Goldfinger überall
Von Arnold Schölzel
Jubel in deutschen Zeitungen: Mit Gold und Rüstung geht es steil aufwärts. In der Welt titelt Wirtschaftsredakteur Michael Höfling am Freitag: »Gold tritt in eine neue Ära ein. Wertespeicher in unsicheren Zeiten: Der Kurs ist seit Jahresbeginn um 26 Prozent gestiegen.« Ein Grund: »Vor allem nicht westliche Staaten«, vornean asiatische Schwellenländer, hätten ihre Dollarreserven abgebaut und über ihre Zentralbanken durch Gold ersetzt. Das hänge auch damit zusammen, dass sie sich so »den Folgen von Sanktionen entziehen können«. Ein Augenöffner sei »die Konfiszierung der russischen Währungsreserven« gewesen. Die Folge: Aktuell betrage laut einer Studie aus Liechtenstein »die Marktkapitalisierung des globalen Goldbestandes etwa 40 Prozent der US-Aktienmarktkapitalisierung« und liege damit leicht über dem langfristigen Median von 37,9 Prozent. Höfling weiter: »In Kriegsjahren und während der Inflationsära der 1970er Jahre lag dieser Wert phasenweise bei bis zu 160 Prozent.« Die Kombination ist wieder da, wie Die Welt auf derselben Seite berichtet: »Kakao und Tee verteuern sich um 32 Prozent.« Die deutschen Großhandelspreise hätten im April weiter angezogen.
Höfling lässt offen, welchen Anteil Goldfinger Donald Trump am Edelmetallboom hat. Er bringt jedenfalls, so die Neue Zürcher Zeitung am selben Tag, das Weiße Haus zum Glänzen: »Als habe der Präsident mit Midas-Händen nicht nur seine Frisur geordnet, sondern sei auch quer durchs Oval Office gezogen, um lauter edle Dinge mit goldenem Schimmer zu versehen.« Betroffen seien Vasen, Körbe, Blumen, Ornamente am Kamin, an den Wänden und Beistelltischen, Stehlampenfüße, Gemälderahmen, Briefbeschwerer, Vorhänge und Sitzbezüge. Das »Golden Age«, das Trump versprach, nimmt er wörtlich.
Übertroffen werden die Preiserwartungen, vulgo Spekulationen, für Gold aber durch die für Aktien der Waffenhersteller.
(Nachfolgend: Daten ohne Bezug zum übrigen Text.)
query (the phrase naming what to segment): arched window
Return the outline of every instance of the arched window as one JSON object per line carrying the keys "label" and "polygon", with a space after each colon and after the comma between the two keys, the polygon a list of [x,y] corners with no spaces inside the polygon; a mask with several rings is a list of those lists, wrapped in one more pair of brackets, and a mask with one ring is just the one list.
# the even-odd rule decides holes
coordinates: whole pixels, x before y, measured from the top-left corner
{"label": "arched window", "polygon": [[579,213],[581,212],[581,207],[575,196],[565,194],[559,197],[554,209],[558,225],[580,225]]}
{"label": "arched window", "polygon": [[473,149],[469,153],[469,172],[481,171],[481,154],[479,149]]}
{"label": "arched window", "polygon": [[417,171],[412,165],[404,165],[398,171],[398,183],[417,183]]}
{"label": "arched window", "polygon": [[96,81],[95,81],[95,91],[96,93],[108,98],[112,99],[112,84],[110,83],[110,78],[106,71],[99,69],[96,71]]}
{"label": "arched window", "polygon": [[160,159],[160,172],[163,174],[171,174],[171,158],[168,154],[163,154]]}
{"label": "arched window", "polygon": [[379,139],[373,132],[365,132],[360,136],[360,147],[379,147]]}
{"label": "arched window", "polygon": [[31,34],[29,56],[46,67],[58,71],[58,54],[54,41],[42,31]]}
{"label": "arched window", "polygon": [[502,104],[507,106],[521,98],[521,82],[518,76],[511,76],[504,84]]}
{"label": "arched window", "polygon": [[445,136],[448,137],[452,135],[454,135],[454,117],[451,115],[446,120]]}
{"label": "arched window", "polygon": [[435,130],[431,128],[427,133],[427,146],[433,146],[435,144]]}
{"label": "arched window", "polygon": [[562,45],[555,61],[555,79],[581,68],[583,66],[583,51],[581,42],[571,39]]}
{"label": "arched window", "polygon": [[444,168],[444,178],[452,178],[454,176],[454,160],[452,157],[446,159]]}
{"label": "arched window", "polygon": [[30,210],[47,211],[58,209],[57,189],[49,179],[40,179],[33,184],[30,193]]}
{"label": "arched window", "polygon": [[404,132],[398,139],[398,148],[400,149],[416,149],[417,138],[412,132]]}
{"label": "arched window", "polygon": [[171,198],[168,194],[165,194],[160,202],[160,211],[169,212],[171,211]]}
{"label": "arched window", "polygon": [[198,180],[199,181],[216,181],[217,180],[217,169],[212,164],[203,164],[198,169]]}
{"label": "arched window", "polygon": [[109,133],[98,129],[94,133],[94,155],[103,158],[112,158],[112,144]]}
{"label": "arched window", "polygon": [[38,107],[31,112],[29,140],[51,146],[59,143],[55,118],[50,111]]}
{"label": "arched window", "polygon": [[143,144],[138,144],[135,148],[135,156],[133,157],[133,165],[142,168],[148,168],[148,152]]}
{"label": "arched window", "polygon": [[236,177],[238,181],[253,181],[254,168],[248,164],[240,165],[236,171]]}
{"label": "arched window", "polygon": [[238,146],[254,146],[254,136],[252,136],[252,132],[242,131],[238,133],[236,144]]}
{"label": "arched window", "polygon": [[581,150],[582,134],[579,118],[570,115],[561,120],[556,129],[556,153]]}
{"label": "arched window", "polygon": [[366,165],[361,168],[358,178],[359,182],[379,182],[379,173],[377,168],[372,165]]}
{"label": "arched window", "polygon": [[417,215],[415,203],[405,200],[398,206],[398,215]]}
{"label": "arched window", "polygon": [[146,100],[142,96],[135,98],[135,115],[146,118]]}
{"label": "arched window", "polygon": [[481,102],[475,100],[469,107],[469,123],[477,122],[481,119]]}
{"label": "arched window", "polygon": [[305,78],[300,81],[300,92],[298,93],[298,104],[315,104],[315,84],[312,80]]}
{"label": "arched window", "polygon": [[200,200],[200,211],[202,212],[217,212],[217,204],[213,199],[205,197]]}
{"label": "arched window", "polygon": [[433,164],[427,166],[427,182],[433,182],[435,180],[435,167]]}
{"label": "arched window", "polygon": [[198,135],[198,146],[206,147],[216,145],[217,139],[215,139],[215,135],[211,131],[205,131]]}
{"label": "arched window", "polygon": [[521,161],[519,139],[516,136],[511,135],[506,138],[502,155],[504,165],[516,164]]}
In einem FAZ-Gastbeitrag verkündet zum Beispiel am Freitag Wieland Staud, der sich als »technischer Analyst« für Börsenkurse bezeichnet: »Rüstungsaktien: Ende der Fahnenstange nicht erreicht.« Er stützt sich auf einen europäischen Rüstungsaktienindex, der im Oktober 2022 bei etwa 90 Punkten, im Mai 2025 bei 375 lag: »Dort hat man die Zeichen der Zeit erkannt. Alles, was in irgendeiner Form Verteidigungsgüter oder deren Vorprodukte liefern kann, wurde durch die Decke gekauft.« Staud weissagt, das werde anhalten. Erstens, weil »Trends sich fortsetzen«, zweitens, weil sich die Investoren auf Dauer engagieren, drittens, weil der Index trotz zeitweiligen Verlusten von 20 Punkten sich wieder erholt habe. Zielmarke: 440 Punkte. Dennoch treibe ihn die »von vielen scheinbar immer noch nicht gewollte Herstellung der Verteidigungsfähigkeit an den Rand der Verzweiflung«: »Wollen wir wirklich in ein paar Jahren Frieden und Freiheit gleichzeitig opfern?«
Die Bedrückung des technischen »Analysten« wird nach der Fünf-Prozent-Verheißung des Außenministers etwas schwinden. Der Politikchef des Handelsblatts, Moritz Koch, hatte nie Zweifel. Der handelt am Freitag laut Überschrift von »Europa muss sich verteidigen können – und wird davon auch wirtschaftlich profitieren«: »Das viele Geld«, das in Rüstung fließe, sei nicht verloren. Wenn es klug investiert werde, könne »die deutsche Wirtschaft aus der Stagnation gehoben werden«. Und überhaupt komme »es jetzt auf Deutschland an«: »So wie die USA im Zweiten Weltkrieg zum ›Arsenal der Demokratie‹ wurden, ist es Aufgabe der Bundesrepublik, das ›Arsenal des vereinten Europas‹ zu werden.« Heißt wohl: Den bevorstehenden Sieg im dritten Weltkrieg können sich Höfling, Staud und Koch heute schon vergolden lassen.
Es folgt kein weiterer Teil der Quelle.